So welcome, everybody.
This is "Structuring GLAM-Wiki
Initiatives with Wikidata"
with the presenter
João Alexandre Peschanski
from Wiki Movimento Brasil.
And let's start.
(João) So, thanks everyone for joining us.
Thank you, Erica.
I was also actually one of the presenters,
to some extent.
I have this job of presenting
on behalf of four people,
they are all here, including myself.
(person in audience) Please shut up.
Please stop talking! Thanks.
(João) Me?
(laughs)
(person in audience) Please go on talking.
(laughter)
(João) Okay.

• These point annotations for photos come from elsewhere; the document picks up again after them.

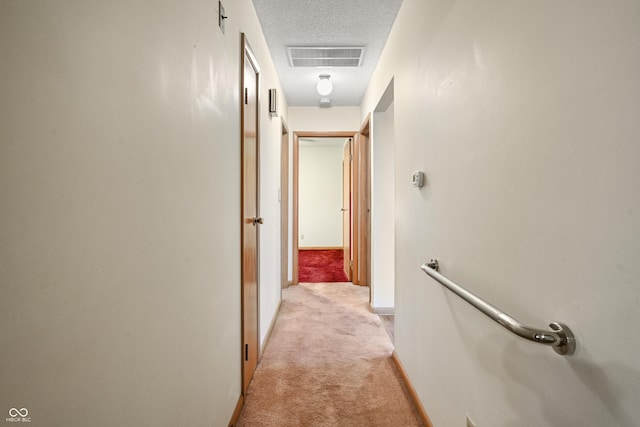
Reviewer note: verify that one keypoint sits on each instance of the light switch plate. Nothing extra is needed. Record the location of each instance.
(221, 16)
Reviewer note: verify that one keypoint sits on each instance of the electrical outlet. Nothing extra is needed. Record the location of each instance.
(221, 16)
(470, 422)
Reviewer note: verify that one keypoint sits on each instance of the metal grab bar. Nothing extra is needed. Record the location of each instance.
(559, 336)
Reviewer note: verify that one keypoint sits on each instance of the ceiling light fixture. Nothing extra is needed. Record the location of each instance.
(324, 86)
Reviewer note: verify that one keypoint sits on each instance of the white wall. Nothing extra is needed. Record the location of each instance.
(320, 194)
(119, 222)
(524, 117)
(383, 206)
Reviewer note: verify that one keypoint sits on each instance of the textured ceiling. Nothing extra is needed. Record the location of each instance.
(326, 23)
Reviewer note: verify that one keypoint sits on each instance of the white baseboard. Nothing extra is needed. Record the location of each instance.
(382, 310)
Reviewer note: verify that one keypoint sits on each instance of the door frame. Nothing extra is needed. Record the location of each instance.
(247, 52)
(354, 230)
(284, 206)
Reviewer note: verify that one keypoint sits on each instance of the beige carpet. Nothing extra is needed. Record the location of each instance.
(327, 364)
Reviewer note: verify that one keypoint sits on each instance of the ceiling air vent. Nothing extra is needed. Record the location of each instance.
(313, 56)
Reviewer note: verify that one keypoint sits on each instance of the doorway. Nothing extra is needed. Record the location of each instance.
(356, 226)
(250, 220)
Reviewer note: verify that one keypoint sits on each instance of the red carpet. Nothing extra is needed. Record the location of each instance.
(318, 266)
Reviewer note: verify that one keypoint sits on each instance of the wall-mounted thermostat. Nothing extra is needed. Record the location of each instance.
(417, 179)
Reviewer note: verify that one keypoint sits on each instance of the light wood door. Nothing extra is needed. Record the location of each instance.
(346, 207)
(250, 216)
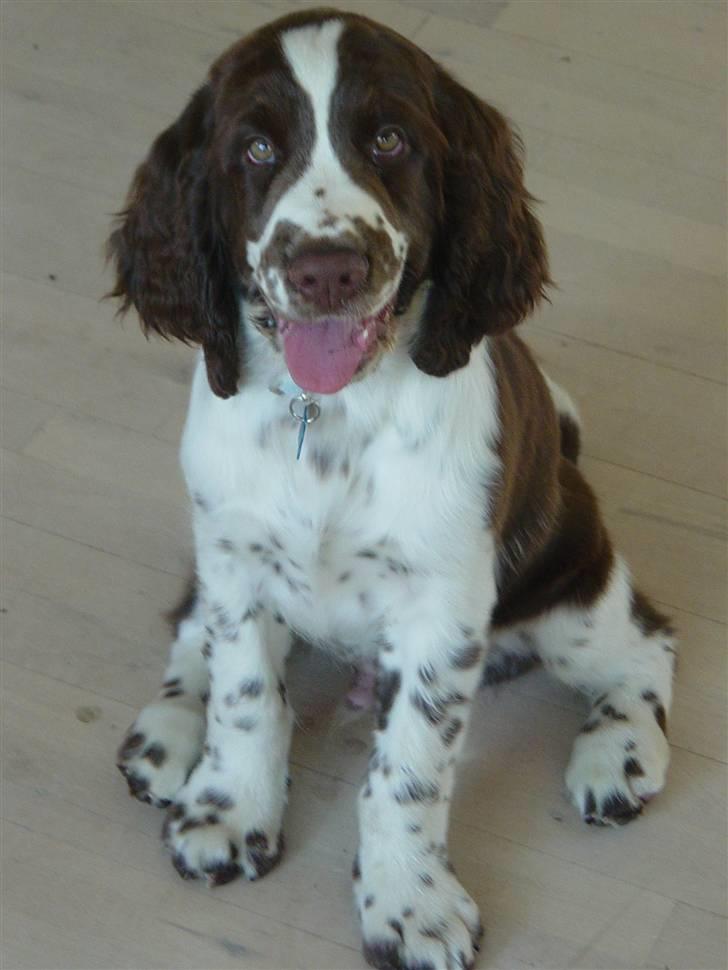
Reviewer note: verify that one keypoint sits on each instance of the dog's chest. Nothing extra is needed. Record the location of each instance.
(334, 541)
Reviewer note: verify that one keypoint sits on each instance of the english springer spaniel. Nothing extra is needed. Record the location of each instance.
(375, 463)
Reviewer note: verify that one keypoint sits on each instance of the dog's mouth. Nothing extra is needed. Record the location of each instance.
(324, 355)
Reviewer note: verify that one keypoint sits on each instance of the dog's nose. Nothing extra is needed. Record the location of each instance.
(327, 280)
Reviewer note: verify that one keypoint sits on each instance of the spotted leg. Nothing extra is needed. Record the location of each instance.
(414, 912)
(165, 741)
(226, 820)
(621, 652)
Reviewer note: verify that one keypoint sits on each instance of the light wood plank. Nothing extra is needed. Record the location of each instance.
(586, 98)
(641, 415)
(685, 41)
(541, 911)
(622, 106)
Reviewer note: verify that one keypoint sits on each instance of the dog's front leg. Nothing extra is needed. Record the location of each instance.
(414, 911)
(226, 820)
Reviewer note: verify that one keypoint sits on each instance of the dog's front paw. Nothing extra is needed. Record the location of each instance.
(416, 916)
(161, 748)
(618, 763)
(214, 832)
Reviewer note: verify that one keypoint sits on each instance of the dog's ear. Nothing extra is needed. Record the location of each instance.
(170, 252)
(489, 262)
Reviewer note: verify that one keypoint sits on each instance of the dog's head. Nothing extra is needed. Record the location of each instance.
(325, 171)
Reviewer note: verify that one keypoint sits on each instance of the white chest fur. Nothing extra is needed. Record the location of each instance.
(389, 496)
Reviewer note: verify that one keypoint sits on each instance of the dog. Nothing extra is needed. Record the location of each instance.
(375, 464)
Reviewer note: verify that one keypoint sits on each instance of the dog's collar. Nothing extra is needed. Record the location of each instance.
(302, 406)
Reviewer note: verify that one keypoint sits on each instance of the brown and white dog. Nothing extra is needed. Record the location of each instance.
(344, 230)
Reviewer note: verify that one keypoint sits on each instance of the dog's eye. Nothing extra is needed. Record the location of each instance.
(389, 143)
(261, 152)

So this is collective work,
and I am only here as a means
to order some process
to some extent; this is work
by Wiki Movimento Brasil, the user group,
and The Research, Innovation
and Dissemination Center
for Neuromathematics,
which is the lab where I hold a position.
This is funded by
the São Paulo Research Foundation.
And it's basically our work to solve
what nobody in Brazil
really cares to solve,
which is to provide knowledge.
And this knowledge needs
to be provided urgently,
otherwise museums burn,
they get destroyed,
they are unfunded.
Museums don't have--
this is a Global South country,
they don't have resources.
Only 1% of the public museums in Brazil
have any sort of digital media available.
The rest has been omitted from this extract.